I tend to agree, but, if his oil pressure isn’t spectacular with the 20-50 going to 10-30 might not be ideal.

I need to get a pressure gauge installed. It’s all original with original Rally Dash. All gauges operational. Oil pressure gauge slightly over 1/2 way point on start up and 1/2 way consistently. I’m a purist and didn’t want to add gauges to the interior. I may tuck a small one under the dash.

OK. I'm going to try to connect the dots here for you.
Oil viscosity changes dramaticly with temperature.
The thicker the oil, the more difficult it is to pump and push through the galleries.
When the oil is cold, it is so thick that even at idle a bunch of it goes out the relief valve on the pump instead of through the engine.
When the oil gets up to operating temperature it needs to be thin enough that plenty flows through all the way to the top. It also needs to be in enough quantity and at high enough pressure to float all the bearings. In other words the metal parts should not touch but be supported by the oil flowing between.

So....
The oil pressure gage should show relatively high when starting. The actual temperature makes a difference.
The oil pressure on the gage at idle should go down as the oil warms up.
The oil pressure should be around 10-15 psi at idle and go up with increasing rpms. Old rule of thumb is 10 psi for every 1000 rpm.
It likely will max out at some rpm. That's normal. Might be 4000 rpm. Could be lower, could be higher.
That said, running too thick of an oil will cause the oil pressure to max out at too low of an rpm, and could result at oil starvation at much higher rpms.

Observe the temperature gage, the weather conditions, and the pressure gage. Then you can decide.

Unless it was intended as a race engine, or is really worn, its probably not that loose.
I'd start with a 10W-30 or 10W-40 and go from there.
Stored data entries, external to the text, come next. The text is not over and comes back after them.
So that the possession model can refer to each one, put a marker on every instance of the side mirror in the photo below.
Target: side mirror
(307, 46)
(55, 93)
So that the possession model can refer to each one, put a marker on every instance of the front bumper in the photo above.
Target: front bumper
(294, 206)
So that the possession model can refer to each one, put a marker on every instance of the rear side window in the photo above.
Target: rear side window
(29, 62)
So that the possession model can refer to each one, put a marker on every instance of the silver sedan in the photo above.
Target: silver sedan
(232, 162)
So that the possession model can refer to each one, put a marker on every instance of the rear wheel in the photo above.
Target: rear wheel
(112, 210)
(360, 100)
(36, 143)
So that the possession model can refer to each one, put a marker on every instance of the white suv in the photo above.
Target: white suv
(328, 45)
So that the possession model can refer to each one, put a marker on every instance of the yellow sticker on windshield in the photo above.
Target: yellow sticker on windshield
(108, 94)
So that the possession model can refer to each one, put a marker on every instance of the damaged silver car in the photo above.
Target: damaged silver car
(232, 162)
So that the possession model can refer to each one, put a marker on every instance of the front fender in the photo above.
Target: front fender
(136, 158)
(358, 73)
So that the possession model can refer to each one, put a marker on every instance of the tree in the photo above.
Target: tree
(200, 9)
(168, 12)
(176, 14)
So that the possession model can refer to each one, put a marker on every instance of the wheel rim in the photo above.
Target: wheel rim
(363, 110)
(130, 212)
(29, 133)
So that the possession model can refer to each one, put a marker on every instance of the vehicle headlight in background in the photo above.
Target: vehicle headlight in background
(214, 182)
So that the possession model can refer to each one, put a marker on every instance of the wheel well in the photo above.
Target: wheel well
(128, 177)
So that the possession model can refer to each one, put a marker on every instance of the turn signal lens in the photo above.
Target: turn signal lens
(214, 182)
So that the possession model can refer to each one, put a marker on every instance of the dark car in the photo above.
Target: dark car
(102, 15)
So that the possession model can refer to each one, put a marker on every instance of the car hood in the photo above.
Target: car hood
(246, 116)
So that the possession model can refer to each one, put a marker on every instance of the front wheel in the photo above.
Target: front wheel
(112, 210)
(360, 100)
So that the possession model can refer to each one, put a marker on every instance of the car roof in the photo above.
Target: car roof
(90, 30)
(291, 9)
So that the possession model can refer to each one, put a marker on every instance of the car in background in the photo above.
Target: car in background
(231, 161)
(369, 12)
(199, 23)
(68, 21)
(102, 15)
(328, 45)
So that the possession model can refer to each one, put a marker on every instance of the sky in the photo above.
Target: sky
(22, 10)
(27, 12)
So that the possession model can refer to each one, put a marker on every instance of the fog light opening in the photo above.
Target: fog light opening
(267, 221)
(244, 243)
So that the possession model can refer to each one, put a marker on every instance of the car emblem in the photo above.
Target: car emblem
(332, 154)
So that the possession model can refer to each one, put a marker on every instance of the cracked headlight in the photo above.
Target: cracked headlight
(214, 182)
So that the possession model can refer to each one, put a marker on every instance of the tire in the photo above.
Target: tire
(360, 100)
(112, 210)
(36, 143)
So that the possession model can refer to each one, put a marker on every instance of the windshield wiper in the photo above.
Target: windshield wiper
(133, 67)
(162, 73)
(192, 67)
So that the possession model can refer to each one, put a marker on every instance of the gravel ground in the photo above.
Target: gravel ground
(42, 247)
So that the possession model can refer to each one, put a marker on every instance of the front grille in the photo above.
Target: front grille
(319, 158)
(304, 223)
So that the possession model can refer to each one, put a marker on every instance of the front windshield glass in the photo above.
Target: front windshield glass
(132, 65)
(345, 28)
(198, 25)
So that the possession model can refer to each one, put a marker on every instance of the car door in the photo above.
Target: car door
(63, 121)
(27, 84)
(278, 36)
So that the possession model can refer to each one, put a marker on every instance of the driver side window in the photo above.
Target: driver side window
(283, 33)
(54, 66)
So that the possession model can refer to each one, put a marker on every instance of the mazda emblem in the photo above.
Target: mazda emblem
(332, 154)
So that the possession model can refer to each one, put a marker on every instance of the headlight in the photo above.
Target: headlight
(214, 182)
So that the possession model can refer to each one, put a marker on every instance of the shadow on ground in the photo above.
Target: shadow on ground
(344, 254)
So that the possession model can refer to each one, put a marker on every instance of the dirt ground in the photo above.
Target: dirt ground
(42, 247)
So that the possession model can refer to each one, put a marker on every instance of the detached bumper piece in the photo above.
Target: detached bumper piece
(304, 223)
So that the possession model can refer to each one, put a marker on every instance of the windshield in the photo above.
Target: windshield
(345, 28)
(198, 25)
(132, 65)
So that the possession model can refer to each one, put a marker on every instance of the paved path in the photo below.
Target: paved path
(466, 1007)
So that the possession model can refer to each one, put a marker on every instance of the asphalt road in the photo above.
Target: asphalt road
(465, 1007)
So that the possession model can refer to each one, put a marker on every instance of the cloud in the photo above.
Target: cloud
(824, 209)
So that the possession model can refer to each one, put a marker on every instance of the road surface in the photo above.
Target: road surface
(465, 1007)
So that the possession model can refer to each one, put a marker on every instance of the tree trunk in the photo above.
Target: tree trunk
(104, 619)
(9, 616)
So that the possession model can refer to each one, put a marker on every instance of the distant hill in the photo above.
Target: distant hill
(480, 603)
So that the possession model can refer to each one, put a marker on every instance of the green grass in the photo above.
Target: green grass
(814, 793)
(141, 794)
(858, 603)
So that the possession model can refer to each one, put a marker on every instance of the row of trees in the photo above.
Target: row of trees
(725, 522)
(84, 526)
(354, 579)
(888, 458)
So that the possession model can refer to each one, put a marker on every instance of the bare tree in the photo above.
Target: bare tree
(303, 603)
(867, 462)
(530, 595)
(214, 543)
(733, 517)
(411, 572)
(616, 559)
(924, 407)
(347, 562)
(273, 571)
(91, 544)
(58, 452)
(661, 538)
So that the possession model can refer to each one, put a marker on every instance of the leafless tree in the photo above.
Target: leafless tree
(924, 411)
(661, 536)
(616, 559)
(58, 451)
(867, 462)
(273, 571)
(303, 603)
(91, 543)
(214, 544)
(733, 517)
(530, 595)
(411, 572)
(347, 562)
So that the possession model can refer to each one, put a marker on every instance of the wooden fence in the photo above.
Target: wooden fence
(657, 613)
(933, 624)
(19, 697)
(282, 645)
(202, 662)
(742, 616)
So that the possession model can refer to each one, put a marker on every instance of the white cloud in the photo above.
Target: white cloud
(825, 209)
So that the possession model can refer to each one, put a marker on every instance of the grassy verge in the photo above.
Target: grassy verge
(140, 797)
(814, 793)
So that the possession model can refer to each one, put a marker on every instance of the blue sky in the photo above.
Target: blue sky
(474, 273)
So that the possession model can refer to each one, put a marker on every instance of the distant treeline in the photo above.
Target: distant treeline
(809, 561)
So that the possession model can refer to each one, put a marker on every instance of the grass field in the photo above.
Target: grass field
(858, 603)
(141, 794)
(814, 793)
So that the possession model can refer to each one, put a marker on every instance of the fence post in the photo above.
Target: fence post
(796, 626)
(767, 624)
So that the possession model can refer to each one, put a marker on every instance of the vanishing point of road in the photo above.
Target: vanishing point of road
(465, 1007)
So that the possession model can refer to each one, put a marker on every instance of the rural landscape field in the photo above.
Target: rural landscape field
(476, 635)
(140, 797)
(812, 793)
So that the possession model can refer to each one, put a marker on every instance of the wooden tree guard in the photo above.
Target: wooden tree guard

With a purpleshaft it likely has higher pressure valve springs, so an oil using anti-wear package with decent amount of Zddp is a good idea.
However I would not fret over it either.
Ford Superduty 10W-30 is a relatively inexpensive and readily available choice.
Brad Penn has a wider selection of choices but is less readily available.
Some of the racing oils have less detergents and so forth, so check with the manufacture's info whether they are suitable for street use. Obviously you can ignore any concerns about catalytic converters.